The Government considered all three sets of proposals very carefully. In light of the progress made in recent years by the forensic science industry to 192WA promote quality and standards, including the external accreditation of laboratories by the United Kingdom Accreditation Service and the British Standards Institute, we believe that the registration council offers the most practical way forward. The registration council would undertake a number of the tasks proposed for the advisory board and inspectorate, but would do so in a way which complemented existing structures for maintaining standards in the industry. We share the view of the previous administration, as set out in their final response to the Royal Commission (published in June 1996), that there is no need for the far wider remit envisaged for the two alternative oversight bodies. Many of the functions identified for the advisory board and inspectorate could only be fulfilled effectively with some form of statutory regulation, which the Royal Commission itself did not see as justified. The Government concur with this view.

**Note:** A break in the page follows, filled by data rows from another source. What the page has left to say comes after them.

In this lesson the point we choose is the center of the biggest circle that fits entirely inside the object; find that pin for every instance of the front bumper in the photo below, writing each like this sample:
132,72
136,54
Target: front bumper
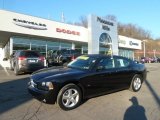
30,68
48,96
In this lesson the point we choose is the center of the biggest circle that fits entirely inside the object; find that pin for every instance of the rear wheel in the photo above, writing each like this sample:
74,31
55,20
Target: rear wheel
69,97
16,72
136,83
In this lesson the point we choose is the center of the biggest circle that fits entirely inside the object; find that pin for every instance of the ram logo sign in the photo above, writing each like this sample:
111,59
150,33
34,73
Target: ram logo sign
29,24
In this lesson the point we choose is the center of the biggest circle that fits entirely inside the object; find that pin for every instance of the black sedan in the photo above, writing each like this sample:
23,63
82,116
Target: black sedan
86,77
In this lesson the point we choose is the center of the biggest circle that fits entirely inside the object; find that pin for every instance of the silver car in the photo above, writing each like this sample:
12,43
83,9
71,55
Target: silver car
26,61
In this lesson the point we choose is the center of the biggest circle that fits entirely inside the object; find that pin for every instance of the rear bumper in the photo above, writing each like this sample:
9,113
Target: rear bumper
30,68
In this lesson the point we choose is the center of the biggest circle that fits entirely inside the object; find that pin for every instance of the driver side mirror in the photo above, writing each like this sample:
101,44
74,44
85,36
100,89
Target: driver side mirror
99,68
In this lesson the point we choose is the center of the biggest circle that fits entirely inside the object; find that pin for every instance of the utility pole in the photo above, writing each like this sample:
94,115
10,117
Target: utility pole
62,17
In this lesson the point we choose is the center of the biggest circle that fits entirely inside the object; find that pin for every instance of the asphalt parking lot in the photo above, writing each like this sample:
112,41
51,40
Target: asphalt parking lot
17,104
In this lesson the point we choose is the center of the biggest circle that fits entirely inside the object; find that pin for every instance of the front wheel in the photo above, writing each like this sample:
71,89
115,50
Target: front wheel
136,83
16,72
69,97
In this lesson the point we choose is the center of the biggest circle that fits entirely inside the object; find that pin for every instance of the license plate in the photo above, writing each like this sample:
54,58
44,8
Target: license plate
32,61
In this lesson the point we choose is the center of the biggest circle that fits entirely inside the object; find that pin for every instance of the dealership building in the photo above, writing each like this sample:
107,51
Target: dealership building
24,32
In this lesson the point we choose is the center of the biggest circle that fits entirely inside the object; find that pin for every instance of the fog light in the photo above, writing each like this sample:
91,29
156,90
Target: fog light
50,85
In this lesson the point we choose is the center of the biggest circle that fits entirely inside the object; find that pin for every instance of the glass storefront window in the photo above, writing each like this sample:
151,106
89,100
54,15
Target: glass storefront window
21,46
65,45
126,53
38,42
103,50
41,49
19,40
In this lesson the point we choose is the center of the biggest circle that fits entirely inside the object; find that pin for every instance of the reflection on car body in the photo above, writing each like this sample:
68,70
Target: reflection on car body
86,77
26,61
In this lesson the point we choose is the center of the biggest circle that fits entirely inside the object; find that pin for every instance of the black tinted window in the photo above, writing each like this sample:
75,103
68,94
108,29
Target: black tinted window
121,62
30,54
106,63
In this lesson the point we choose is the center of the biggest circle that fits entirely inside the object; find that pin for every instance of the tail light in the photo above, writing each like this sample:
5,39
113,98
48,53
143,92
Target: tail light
41,58
72,58
21,58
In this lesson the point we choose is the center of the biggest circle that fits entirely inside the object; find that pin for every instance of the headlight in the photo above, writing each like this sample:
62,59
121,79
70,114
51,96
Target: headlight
46,86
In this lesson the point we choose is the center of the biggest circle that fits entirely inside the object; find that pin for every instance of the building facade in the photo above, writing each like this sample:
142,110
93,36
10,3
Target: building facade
24,32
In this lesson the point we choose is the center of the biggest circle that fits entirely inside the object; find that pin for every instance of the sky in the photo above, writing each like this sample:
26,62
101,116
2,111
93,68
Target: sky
144,13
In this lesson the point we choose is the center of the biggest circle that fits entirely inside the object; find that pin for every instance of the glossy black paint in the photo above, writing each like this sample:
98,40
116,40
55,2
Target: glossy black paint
92,82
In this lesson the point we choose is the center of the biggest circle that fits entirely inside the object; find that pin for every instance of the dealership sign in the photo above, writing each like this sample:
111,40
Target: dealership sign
102,33
29,24
131,43
66,31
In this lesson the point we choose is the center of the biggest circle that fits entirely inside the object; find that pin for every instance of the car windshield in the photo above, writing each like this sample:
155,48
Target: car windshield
82,62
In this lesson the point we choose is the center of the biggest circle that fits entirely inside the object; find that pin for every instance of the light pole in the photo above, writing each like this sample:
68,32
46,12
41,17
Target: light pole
144,48
154,52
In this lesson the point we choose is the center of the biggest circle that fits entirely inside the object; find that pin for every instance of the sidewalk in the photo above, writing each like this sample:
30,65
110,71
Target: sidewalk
5,64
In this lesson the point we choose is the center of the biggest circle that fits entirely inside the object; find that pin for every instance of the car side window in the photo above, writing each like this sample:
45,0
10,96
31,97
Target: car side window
120,62
105,64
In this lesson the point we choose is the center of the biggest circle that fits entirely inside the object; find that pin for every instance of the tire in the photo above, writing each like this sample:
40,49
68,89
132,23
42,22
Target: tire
136,83
11,66
16,72
69,97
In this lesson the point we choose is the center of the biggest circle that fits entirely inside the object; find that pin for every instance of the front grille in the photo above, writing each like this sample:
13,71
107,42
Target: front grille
33,84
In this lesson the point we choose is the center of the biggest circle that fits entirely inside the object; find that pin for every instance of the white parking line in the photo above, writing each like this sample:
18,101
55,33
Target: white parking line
6,71
5,64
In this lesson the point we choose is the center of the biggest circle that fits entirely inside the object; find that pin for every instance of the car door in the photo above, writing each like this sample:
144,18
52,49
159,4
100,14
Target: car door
101,80
124,72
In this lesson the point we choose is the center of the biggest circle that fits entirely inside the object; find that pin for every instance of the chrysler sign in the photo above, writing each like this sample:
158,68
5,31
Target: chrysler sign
29,24
66,31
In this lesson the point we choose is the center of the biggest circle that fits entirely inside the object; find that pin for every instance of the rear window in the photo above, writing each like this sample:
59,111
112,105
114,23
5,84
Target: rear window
30,54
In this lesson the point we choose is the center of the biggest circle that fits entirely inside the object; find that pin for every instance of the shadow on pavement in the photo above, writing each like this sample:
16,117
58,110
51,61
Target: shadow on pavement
157,99
13,93
135,111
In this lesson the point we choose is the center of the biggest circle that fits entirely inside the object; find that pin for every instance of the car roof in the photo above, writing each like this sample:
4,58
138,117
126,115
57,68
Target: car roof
100,55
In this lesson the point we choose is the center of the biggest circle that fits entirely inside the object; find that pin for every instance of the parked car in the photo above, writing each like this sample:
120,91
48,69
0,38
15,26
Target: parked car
86,77
26,61
60,57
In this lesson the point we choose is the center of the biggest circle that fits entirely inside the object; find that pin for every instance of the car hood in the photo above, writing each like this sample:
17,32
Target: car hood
55,73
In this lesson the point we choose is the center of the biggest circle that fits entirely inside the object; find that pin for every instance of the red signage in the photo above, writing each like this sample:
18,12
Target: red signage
72,32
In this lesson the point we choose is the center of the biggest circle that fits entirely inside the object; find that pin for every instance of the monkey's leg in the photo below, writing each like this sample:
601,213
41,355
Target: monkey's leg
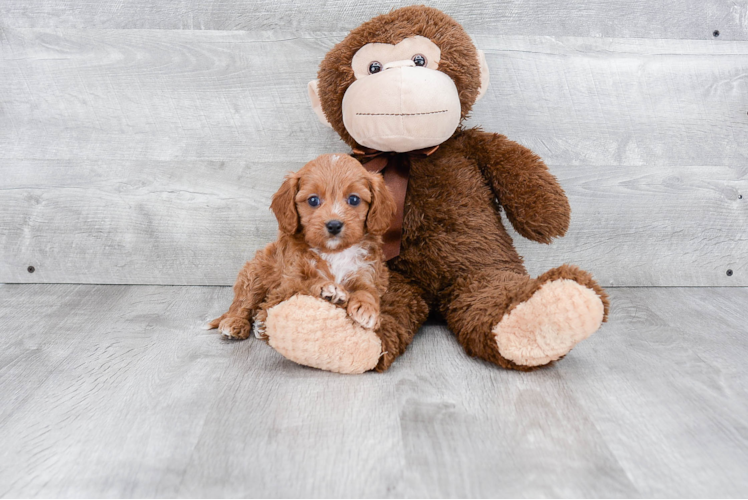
313,332
522,323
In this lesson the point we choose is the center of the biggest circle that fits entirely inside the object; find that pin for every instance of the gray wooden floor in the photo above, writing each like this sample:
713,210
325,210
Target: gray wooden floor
115,391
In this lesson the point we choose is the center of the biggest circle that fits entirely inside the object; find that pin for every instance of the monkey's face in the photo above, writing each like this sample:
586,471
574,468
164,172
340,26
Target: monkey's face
399,101
400,82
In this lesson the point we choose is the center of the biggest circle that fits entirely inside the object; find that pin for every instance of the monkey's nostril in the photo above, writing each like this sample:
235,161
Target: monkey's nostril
334,227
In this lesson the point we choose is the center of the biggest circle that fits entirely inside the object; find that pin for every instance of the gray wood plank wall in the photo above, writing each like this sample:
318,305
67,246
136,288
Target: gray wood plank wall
140,141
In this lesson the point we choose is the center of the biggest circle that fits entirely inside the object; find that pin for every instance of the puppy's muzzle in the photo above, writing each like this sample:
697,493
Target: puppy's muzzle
334,227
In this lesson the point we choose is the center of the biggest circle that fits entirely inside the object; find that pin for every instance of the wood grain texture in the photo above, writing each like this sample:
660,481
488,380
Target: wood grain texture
607,18
197,222
137,156
183,95
113,391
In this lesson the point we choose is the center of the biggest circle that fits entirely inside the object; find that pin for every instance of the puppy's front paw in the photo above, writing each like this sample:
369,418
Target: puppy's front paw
334,293
364,311
235,328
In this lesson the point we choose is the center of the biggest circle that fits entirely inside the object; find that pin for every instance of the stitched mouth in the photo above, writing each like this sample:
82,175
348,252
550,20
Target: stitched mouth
403,114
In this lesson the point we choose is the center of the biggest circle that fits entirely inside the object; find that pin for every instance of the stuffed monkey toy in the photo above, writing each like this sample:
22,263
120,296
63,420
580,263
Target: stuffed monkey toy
396,90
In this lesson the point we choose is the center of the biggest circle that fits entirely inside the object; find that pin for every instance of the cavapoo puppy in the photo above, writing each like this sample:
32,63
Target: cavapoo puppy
331,217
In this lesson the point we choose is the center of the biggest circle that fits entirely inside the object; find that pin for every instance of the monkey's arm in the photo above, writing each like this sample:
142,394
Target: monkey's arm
533,200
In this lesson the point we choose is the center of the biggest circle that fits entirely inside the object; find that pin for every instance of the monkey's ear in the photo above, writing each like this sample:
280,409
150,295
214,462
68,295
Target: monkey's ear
382,207
316,104
283,205
483,74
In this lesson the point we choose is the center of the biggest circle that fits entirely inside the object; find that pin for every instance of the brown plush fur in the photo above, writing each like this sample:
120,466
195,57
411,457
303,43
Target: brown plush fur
299,261
456,256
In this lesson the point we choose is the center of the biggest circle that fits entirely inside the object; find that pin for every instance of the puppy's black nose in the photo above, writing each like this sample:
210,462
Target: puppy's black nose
334,227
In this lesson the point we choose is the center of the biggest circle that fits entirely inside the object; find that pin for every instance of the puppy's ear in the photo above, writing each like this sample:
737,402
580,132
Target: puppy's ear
284,205
382,207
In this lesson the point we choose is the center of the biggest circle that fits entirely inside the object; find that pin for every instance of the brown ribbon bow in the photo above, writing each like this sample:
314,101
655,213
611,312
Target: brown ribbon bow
395,167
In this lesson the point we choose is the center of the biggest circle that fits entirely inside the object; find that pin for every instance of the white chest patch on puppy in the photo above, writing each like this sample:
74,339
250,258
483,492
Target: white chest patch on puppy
342,264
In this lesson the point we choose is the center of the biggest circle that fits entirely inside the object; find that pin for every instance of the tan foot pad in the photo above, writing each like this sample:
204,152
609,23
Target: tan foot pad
557,317
315,333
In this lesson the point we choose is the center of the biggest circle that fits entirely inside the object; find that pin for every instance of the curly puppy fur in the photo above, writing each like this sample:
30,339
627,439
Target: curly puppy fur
345,267
456,256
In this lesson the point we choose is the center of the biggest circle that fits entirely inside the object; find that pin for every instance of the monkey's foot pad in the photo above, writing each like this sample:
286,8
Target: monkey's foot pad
313,332
549,324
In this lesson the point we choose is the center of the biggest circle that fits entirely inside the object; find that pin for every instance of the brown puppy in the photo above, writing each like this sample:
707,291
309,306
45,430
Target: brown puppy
331,216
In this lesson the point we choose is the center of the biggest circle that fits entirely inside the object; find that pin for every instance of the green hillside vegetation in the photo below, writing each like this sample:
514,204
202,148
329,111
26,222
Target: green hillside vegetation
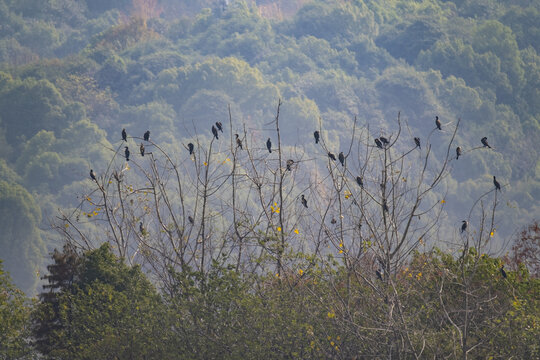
179,255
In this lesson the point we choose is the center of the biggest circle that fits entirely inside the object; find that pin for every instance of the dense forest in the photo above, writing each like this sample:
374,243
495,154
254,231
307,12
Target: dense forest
282,188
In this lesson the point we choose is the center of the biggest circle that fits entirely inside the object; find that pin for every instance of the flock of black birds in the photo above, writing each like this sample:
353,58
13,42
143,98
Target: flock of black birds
380,142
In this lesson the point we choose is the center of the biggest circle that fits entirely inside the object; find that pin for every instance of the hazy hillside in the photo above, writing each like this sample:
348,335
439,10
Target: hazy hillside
74,73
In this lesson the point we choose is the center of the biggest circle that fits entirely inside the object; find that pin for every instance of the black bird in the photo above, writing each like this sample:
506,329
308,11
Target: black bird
332,156
141,229
503,273
496,183
290,162
219,126
304,201
238,141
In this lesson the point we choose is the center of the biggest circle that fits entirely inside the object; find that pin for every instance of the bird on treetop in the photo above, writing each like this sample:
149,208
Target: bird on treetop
341,158
238,141
219,126
304,201
438,123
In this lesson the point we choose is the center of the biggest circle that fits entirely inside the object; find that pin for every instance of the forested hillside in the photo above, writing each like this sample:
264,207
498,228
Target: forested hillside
241,215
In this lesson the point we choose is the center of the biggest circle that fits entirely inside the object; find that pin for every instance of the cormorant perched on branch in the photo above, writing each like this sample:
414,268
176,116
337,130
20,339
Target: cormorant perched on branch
304,201
332,156
503,273
238,141
496,183
219,126
464,225
290,162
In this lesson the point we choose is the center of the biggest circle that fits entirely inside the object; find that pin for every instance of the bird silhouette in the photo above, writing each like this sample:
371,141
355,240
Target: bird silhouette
219,126
238,141
496,183
464,225
304,201
290,162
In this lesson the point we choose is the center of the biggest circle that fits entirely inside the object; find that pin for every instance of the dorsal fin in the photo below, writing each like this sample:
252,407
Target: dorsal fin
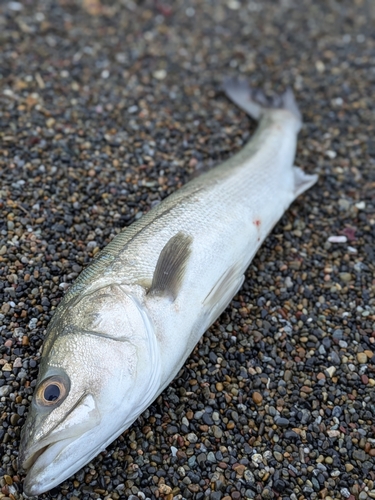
170,268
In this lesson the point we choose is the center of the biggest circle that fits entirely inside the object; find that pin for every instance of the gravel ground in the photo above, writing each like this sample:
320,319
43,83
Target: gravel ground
106,108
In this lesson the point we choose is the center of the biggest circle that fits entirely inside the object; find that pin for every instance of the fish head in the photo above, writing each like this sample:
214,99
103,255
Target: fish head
97,375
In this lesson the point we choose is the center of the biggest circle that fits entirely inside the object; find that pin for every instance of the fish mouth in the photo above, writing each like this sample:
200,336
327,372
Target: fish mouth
37,461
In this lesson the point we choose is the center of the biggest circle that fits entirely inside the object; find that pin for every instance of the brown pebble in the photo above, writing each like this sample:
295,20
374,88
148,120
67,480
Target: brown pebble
164,489
362,358
257,398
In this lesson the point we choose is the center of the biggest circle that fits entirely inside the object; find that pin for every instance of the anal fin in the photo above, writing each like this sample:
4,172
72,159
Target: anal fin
170,267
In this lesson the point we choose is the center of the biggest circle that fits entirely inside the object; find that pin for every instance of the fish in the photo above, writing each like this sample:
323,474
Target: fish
126,326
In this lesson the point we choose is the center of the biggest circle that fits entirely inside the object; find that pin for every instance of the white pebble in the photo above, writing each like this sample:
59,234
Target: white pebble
338,239
361,205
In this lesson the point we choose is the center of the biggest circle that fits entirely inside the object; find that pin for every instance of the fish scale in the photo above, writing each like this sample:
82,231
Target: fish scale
125,328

It is important that any new arrangements for oversight command the support not only of forensic practitioners but also the end users of their services. We are pleased that the proposals to establish the registration council for forensic practitioners have received the overwhelming support of the forensic science community, as well as considerable backing from those in the wider criminal justice system.
Once fully established, the aim would be for registration with the council to become expected of those presenting expert forensic evidence in court. This would not preclude those who are unregistered from giving such evidence, although we believe such instances will become rare. It will also remain open to the courts to hear evidence from non-registered persons whose expertise is in a field outside the normal range of forensic science. As now, such decisions will remain a matter for the court to determine.
Although it is the intention that, once fully established, the registration council will be self-funded, the Government have agreed that they will provide financial support to help with the start-up costs. Such funding will be for an initial period of two years.
The setting up of the registration council will be a significant step forward in further raising quality and standards in the forensic science industry. Taken together with the other measures already taken by the industry, the council will do much to enhance the standing of forensic science in the criminal justice process.